Hurricane Driving: Top 5 Safety Tips

Here are the top 5 things you should know about preparing for and driving through intense storms.

How to avoid a hurricane

With 11 named storms already in the books and 18 total predicted for the year, the 2010 hurricane season, although more than halfway through, is (literally) picking up speed. And to make matters worse, weather.com is forecasting that the next month or 2 of hurricanes will pose a particular threat to the U.S.

But no need to panic. Honestly. As with most things, the best way to handle a hurricane is to be prepared. That said, we put together a short list of things you should know about preparing for and driving through intense storms.

Here are the top 5 most-important hurricane driving tips to know:

Be hurricane prepared.

The best way to be prepared is to be prepared. If you’re in a hurricane-prone area, check local weather and newscasts regularly, and be ready to leave even before an official evacuation is ordered. Keep your gas tank full and your bag of essentials packed. Most importantly, don’t wait until the last minute to make your way out of town. If you procrastinate, you risk being stuck in traffic as the storm intensifies around you. (Not good!)

Be hurricane prepared.

We really can’t say it enough. If you live in a place all too familiar with names like Igor, Hugo, and Andrew, put together a hurricane kit and make sure it’s easily accessible. It may sound like paranoia to you now, but you’ll thank yourself for being so crazy if you ever need it. The Red Cross recommends including obvious things, like fresh water, food, and flashlights, as well as some not-so-obvious items, like pet supplies, games for the kids, and liquid bleach. Build your preparedness kit.
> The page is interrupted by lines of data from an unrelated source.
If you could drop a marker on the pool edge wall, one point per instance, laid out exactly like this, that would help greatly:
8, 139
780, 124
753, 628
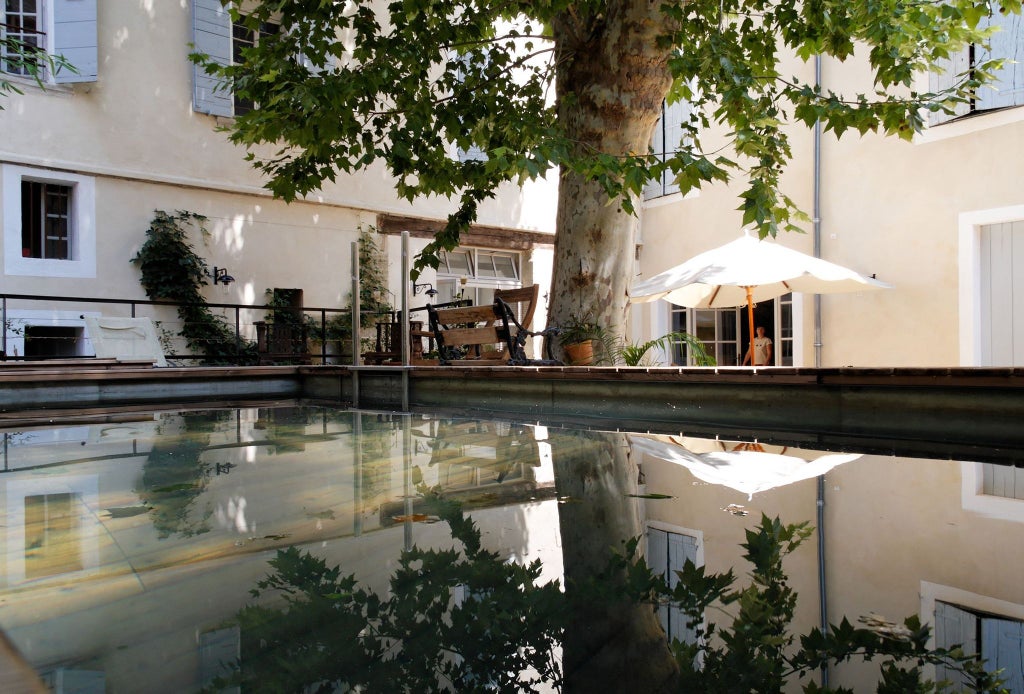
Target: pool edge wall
987, 403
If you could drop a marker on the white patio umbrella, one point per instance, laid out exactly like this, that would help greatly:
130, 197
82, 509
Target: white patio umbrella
745, 271
745, 468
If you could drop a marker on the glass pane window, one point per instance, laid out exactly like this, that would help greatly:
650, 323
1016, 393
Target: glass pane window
244, 38
46, 220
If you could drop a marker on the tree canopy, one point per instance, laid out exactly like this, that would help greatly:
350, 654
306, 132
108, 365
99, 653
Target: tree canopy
579, 86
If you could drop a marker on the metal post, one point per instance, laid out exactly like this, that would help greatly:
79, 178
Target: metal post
404, 321
357, 474
407, 460
355, 321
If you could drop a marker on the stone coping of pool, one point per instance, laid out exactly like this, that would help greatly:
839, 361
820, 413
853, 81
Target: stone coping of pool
970, 410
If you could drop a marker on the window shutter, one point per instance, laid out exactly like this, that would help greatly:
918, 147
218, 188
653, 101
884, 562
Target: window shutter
946, 74
75, 38
674, 115
952, 626
1007, 43
212, 36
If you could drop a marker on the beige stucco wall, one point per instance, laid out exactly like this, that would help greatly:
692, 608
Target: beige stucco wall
134, 132
888, 207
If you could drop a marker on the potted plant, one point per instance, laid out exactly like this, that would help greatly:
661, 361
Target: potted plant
577, 337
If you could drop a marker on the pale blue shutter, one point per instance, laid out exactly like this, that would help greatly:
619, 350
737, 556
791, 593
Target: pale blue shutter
1007, 43
675, 115
1003, 649
212, 36
75, 38
954, 626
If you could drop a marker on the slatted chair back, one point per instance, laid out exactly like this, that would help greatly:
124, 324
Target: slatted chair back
467, 335
522, 301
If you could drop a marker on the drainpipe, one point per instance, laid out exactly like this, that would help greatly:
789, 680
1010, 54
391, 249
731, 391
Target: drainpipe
820, 502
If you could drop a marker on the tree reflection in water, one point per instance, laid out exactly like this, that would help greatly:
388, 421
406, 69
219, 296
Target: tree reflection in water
507, 633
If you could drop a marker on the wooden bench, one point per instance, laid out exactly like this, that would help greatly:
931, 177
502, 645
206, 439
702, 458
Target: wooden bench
483, 336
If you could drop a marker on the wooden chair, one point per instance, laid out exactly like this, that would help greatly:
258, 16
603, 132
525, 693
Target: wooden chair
282, 343
468, 336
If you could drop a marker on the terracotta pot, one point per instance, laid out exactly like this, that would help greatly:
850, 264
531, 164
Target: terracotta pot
581, 353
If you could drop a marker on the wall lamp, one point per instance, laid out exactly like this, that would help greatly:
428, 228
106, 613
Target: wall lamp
430, 291
220, 276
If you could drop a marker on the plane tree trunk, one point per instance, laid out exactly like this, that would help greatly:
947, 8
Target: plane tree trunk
611, 80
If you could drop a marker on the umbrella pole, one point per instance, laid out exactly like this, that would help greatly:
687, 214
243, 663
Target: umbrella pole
750, 321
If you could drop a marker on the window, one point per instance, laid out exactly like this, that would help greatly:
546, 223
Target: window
223, 41
475, 273
48, 223
667, 553
22, 23
1008, 88
45, 220
65, 28
669, 135
725, 335
243, 38
998, 641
Be smart when the hurricane hits.

If, in spite of all your preparation, you find yourself on the road when a hurricane hits, use your noggin (and WSJ Blogs) to stay safe:

  1. Stay in your car and try to find shelter — an overpass or parking garage — if you can.
  2. When possible, avoid driving through water, which can hide dangers, damage your engine, or even carry your vehicle away.
  3. Watch out for wires that have been knocked down in the storm. You could get stuck driving through them, and worse, they could make rescue impossible.

Be aware of your surroundings.

When you’re on the road during a storm, it’s essential to remain aware of what’s around you. Because of their increased surface area, larger vehicles, trailers, big trucks, and buses are actually more vulnerable when driving in high winds. Keep your eyes out for big vehicles and maintain more of a distance than you normally would.

Be a hurricane driving pro.

As you head away from the storm, it may be tempting to set the cruise control and go. Don’t. Cruise control can cause your vehicle to accelerate during a hydroplane, making a bad situation worse in just seconds. If you hydroplane, let off the gas slowly and steer straight until your tires find the road again. Don’t slam on the brakes or turn the steering wheel. Once you regain traction, lightly tap the brake pedal to help dry the brakes.

And of course, if it’s raining so hard that you can’t see the road or the car in front of you, pull over and wait it out.

When it comes to hurricanes, your best bet is to steer clear of danger altogether. If you find yourself caught in a big storm during the next few months, however, keep these tips in mind to avoid the worst and stay safe on the road.